The table erupted into a collective laugh. Once breakfast was cleared, the group grabbed fresh espressos and made their way back to the multi-function command center, feeling considerably more human.

However, the relaxed atmosphere evaporated the instant they stepped through the double doors. Giovanni and Zack were huddled tightly around a terminal, their faces entirely grim as they analyzed a localized data feed. Sensing an immediate shift in the operational energy, Nick walked straight up to the console. "What do we have? Talk to me."

"Nick, this just hit the tech forums a few minutes ago," Giovanni explained, pivoting the screen directly into Nick's line of sight.

"What am I looking at?"

The rest of the leadership team leaned over Nick's shoulders, their focuses locking onto the digital interface.

"A total hardware knock-off? Pirated units?"

Giovanni nodded grimly. "An independent reviewer just exposed the listing on a third-party marketplace. He claims he managed to purchase a fully functional 'Militech Smart Assistant' for a mere $99. He even included a direct link to the unauthorized vendor store.

Our security team audited the merchant page and reviewed their uploaded product demonstration video. Visually, the user interface mimics our primary legacy software layer, but the physical manufacturing and component assembly look incredibly cheap and unrefined."

"How is that even a possibility? Did a rogue group manage to crack our firmware signature?" Tyler asked, his voice laced with genuine panic.

Zack shook his head definitively. "Zero chance. If our core encryption algorithms had been systematically breached, this hardware wouldn't be localized to a singular, obscure e-commerce storefront."

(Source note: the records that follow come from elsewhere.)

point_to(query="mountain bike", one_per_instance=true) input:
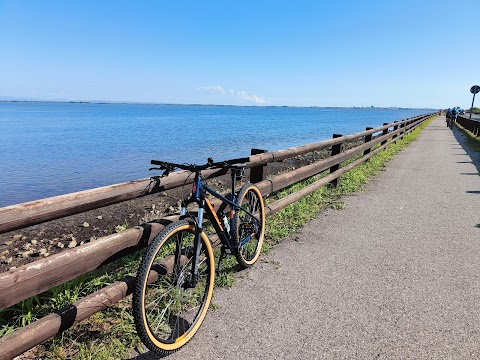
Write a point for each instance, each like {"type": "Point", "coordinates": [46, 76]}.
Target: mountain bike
{"type": "Point", "coordinates": [174, 284]}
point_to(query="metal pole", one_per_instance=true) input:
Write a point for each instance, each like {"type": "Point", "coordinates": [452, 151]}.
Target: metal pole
{"type": "Point", "coordinates": [471, 109]}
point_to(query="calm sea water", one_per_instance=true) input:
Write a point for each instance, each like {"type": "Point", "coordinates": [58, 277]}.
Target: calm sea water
{"type": "Point", "coordinates": [48, 149]}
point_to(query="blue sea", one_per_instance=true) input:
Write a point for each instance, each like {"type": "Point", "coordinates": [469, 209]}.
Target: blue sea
{"type": "Point", "coordinates": [48, 149]}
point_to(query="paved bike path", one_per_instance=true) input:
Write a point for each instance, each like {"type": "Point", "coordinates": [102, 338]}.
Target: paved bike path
{"type": "Point", "coordinates": [394, 275]}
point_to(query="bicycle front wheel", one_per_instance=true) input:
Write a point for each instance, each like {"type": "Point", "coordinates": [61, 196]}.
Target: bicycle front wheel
{"type": "Point", "coordinates": [249, 225]}
{"type": "Point", "coordinates": [167, 311]}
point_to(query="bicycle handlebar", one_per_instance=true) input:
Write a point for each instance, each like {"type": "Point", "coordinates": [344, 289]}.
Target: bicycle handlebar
{"type": "Point", "coordinates": [169, 166]}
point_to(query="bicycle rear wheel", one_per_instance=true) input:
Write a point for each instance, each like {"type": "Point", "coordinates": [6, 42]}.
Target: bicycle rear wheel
{"type": "Point", "coordinates": [249, 229]}
{"type": "Point", "coordinates": [168, 313]}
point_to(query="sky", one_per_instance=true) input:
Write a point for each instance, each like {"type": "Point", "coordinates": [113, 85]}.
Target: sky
{"type": "Point", "coordinates": [396, 53]}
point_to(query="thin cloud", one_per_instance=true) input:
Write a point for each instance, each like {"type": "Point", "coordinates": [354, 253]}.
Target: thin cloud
{"type": "Point", "coordinates": [213, 89]}
{"type": "Point", "coordinates": [244, 97]}
{"type": "Point", "coordinates": [238, 96]}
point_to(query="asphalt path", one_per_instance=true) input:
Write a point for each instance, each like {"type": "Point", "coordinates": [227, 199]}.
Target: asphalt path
{"type": "Point", "coordinates": [395, 275]}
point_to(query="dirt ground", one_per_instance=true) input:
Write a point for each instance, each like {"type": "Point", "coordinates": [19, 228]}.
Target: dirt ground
{"type": "Point", "coordinates": [26, 245]}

"Have we traced the origin of the supply chain yet?" Nick asked, his eyes narrowing as he stared at the cloned interface. Discovering a bootleg hardware pipeline dropping right in the middle of their highest-stakes fiscal sales window was an incredibly suspicious variable. He couldn't help but wonder if a rival enterprise was running a coordinated sabotage campaign behind the scenes.

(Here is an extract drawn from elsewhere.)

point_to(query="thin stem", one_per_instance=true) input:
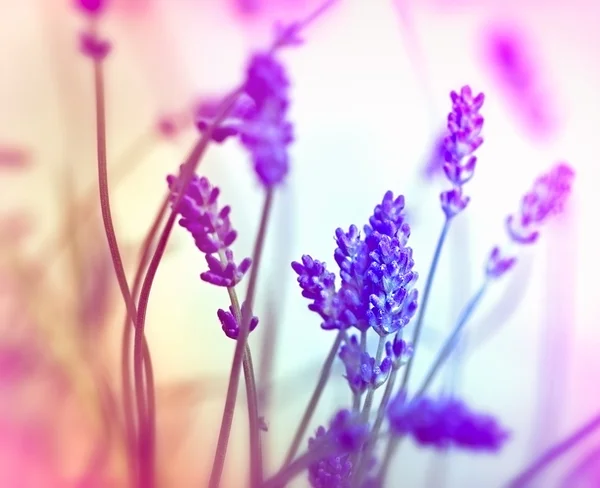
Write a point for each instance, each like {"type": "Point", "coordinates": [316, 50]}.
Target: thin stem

"Our cyber-intelligence team is currently trying to social-engineer information out of the merchant's digital customer support desk," Giovanni replied, shaking his head.

"Nick, do you want our legal department to issue an immediate emergency takedown notice to the platform hosts to completely scrub the listing?" Zack asked, looking for executive sign-off.

Nick tracked the data for a brief moment before offering a firm nod. "Absolutely. We cannot allow unauthorized hardware clones to cannibalize our primary holiday traffic loops. Have legal fire off a cease-and-desist to the marketplace platform immediately and demand they terminate the vendor account.

Second, launch an immediate internal forensic audit to trace exactly where this software package leaked from.

Third, have our public relations division drop an official corporate advisory across our verified social channels strongly condemning this intellectual property theft. We need to issue a clear warning to our consumer base: our authentic intelligent assistants require a secure, multi-factor device registration linked directly to our central cloud network to activate any core service functions.

These bootleg knock-offs are physically incapable of clearing our security protocols or authenticating with our servers. Furthermore, they represent a massive data privacy liability, carry zero warranty protection, and are completely ineligible for customer support. We assume zero corporate liability for any security breaches or hardware failures occurring on cloned devices."